Reply to post #33 (show post):

Planer is quite good at intimating verbally (intonation, etc. -- without actually saying "footnote") that this is actually what he is reading at the moment. You may not catch all of them that way, but at least with some, the notion comes across.
Shall we go for a mid-month start date this time around in order to avoid clashing too hard with either the official Halloween Bingo group read or the next Flat Book Society read? (And then move into a bi-monthly rhythm after that, alternating with the Flat Book Society reads?)
Reply to post #35 (show post):

That sounds like a good plan to me.
Reply to post #35 (show post):

I'm in favour of this plan too - I'll be home mid-month and will be able to give more attention to it, and it won't clash with any of the other planned reads.

@Portable Magic: I too can say the audio versions are excellent; I just finished Witches Abroad yesterday, my first Nigel Planer. He's excellent as everyone else says - my only beef was his choice of voices for Magrat and Ella - both sounded like complete dullards. I liked Celia Imrie's Magrat much better, but hated her Granny Wetherwax. So... 6 of one half dozen of the other. :)

I'm in the queue currently for Lords and Ladies, hoping it comes available after September 1st so I can use it for The Grimm square.
Well, I'm pleased to report that the Houston public library has several of the Discworld and Disworld-adjacent books on audio. But for some reason, the first book - Colour of Magic - isn't available on audio anywhere, not even Audible. Unless I want to pay a ridiculous $60 for a used audio CD set! I'm not sure why it's so hard to get hold of here, it must be a licensing thing.
Reply to post #38 (show post):

I can't believe I, in the land that audio licensing forgot, can get something you can't in the US. I'm gobsmacked.
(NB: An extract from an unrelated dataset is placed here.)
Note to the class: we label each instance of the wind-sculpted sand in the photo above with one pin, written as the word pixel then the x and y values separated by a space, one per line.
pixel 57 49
Although there are so many reservations for the audio it might as well be non-existent, but I put my name in too ... maybe I'll get lucky and it will be my turn in September sometime.

Of course, I'm going to pick up a print copy too - just in case.
Works for me. Audible does have a pre-order of the BBC radio plays. Not Color of Magic, but Mort, Guards Guards, Wryd Sisters, Eric.
That's truly weird about the Planer audio for Color of Magic in the U.S. -- I just added it to my Audible basket! Must be a licensing thing for sure, but usually it's the other way round!
It may be a temporary licensing thing (agreements expire and have to be renegotiated), not that that helps in the short run.

I checked myself, and for some reason Colour of Magic appears to be available for me in Canada on the Audible.com web site.
https://www.audible.com/pd/Sci-Fi-Fantasy/The-Colour-of-Magic-Audiobook/
Weird?
Reply to post #42 (show post):

Hmm. A Commonwealth thing?
Reply to post #43 (show post):

Maybe, but for book rights Canada usually gets lumped in with the US once American agreements exist.
Reply to post #44 (show post):

Just wondering, because the Audible edition still seems to be available on Amazon.co.uk ...

And this is Penguin Random House, which on the one hand is in majority Bertelsmann ownership (the Random House division, including Random House Audio, is still a 100% Bertelsmann subsidiary), so the shareholder isn't American -- but the corporate HQ is in New York. So it's really making less and less sense that the American edition, of all things, shouldn't be available on Audible, whereas all the other editions are.